For the modern GOP, the goal, always, was to get away from their consensus reality into their own Private Idaho — one that would be lucid, honest, gut-felt. It was a manful struggle, but the modern right’s moment has come there at last: no more representations. No more talk of “real hardworking Americans,” if that simulacrum ever held water, or real appeals to Silent Majorities who actually exist, in the numbers and in composition that Nixon imagined. That’s done.

There is no relationship with any part of our world; Trump is the final form of the party … separated from the real … anchors cut away … the idea of conservatism pure and perfect in a spotless ideal. Even the slightest conceivable possibility of someone cheating on welfare or of immigrants sneaking in is enough to prove that it already happened, world without end. To paraphrase Brother Wolfe, conservatism is making its swan flight, higher into the stratosphere, up and into the limbo where Hayek’s ghost and his Invisible Hand keep a hearty home, devouring itself into nothing, trickling back down as coming out as a pure, simple, perfect ideal: America and the free market, untainted by time, floating forever in perfect union with itself. This is how American can be great: when there are no real Americans to interfere.

What is crucial here is the understanding that the GOP is not a party: this is Performance Art. The entire party is now a machine for taking cold hard lucre from sclerotic old plutocratic tortoises and transmogrifying it into gloriously fabulous pageants of whiteman make-believe. Trump, and the men of Duck Dynasty, and the rest of the cast of the Convention know this in their bones.

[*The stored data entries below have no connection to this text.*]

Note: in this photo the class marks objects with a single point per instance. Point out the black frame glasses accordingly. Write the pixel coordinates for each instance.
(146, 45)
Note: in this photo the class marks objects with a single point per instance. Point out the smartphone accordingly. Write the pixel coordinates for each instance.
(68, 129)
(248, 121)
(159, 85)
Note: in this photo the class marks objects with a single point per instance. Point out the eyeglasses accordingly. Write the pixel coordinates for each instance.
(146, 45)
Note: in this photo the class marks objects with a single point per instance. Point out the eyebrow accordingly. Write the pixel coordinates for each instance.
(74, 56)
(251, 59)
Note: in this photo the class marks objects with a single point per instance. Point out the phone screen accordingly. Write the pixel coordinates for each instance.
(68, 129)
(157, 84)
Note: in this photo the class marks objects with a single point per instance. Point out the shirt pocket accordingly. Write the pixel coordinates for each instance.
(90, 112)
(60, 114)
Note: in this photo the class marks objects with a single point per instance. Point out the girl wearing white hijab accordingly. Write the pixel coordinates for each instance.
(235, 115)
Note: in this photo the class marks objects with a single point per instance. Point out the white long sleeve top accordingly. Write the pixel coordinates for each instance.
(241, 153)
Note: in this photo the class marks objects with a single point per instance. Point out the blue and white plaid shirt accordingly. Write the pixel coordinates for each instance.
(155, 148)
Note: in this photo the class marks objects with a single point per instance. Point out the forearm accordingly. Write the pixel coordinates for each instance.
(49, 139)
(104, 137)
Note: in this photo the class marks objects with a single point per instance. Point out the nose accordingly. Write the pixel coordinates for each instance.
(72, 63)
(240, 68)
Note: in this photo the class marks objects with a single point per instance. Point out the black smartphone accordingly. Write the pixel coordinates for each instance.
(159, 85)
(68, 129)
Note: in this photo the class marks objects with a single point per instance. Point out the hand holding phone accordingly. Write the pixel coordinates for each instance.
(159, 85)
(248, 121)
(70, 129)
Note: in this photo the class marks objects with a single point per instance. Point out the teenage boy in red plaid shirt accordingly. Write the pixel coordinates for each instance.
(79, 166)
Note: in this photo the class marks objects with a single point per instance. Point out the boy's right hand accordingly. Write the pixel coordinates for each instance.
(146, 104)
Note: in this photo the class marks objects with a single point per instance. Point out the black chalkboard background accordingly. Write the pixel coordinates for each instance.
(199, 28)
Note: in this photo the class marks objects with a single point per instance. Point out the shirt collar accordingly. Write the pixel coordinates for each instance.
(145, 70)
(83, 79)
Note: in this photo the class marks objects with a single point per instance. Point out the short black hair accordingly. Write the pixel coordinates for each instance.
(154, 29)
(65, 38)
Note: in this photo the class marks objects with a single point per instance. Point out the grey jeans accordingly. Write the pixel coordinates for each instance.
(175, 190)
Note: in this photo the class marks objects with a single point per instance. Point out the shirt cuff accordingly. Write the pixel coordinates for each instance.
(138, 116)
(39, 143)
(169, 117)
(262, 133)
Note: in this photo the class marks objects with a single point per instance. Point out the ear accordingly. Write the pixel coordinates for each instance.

Once I understood their cherished visions were the exact same hallowed narratives of a hallucinating octogenarian patient in Orange County, all was made clear to me, through a glass clearly. If you’ve ever gotten a chain-letter from a relative discussing Obama’s secret Muslim mosque under the White House, then you have glimpsed into this reality. The current Republican Party is best understood as writers of fan-fiction of America: nothing is canon, so everything is permitted.

For years there’s been a notion that “we’ve reached the bottom of a barrel.” But this is a new heaven and a new Earth, and we need to think no longer in bottoms of barrels. There is no bottom. There is no barrel. There is only the forever dialectic of hashtags and glory. Obama said, famously, “You didn’t build that.” And he’s right … but only in this world. If you consider the Narnia realm where Ryan lives, the GOP has a stately pleasure-dome decreed, where the Koch River ran, past markets unregulated by man, to a trickle-down sea.